Meisar scowled at him. "Did Rhor ever tell you how he lost those fingers?"
"No."
Rhor was a foul old dwarf with a most indecent disposition, despised by all in Ered Luin. Twice had he been brought before Thorin in his halls in Ered Luin for his lewdness. He shuddered at the very thought of him.
"He tried to stick them in me one night."
Thorin grunted apologetically, unable to form the words on his tongue, uttered so rarely they were.
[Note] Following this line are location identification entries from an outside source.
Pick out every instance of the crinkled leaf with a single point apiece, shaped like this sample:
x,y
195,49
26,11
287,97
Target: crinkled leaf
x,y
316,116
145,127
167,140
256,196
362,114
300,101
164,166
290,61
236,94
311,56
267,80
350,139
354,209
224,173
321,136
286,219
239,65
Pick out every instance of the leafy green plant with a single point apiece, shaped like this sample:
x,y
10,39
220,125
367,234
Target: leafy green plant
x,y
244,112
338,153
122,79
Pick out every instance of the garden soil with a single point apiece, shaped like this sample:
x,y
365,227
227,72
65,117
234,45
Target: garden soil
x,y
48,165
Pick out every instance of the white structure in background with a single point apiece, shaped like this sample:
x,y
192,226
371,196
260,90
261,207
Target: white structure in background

Gazing down at Meisar an unfamiliar pang of regret bloomed in him. "Had I known," he muttered finally, "I would not have been so… forward."
The look in Meisar's eyes was not quite satisfied. The apologetic flush deepened, and Thorin rumbled to himself inside, disliking the sensation of it immensely. "Or best I would have refrained altogether."
Meisar cocked her head at him with palatable relief, even pleasant surprise. Remembering the hard heat of him pushed against her. How she could have devoured him with her own.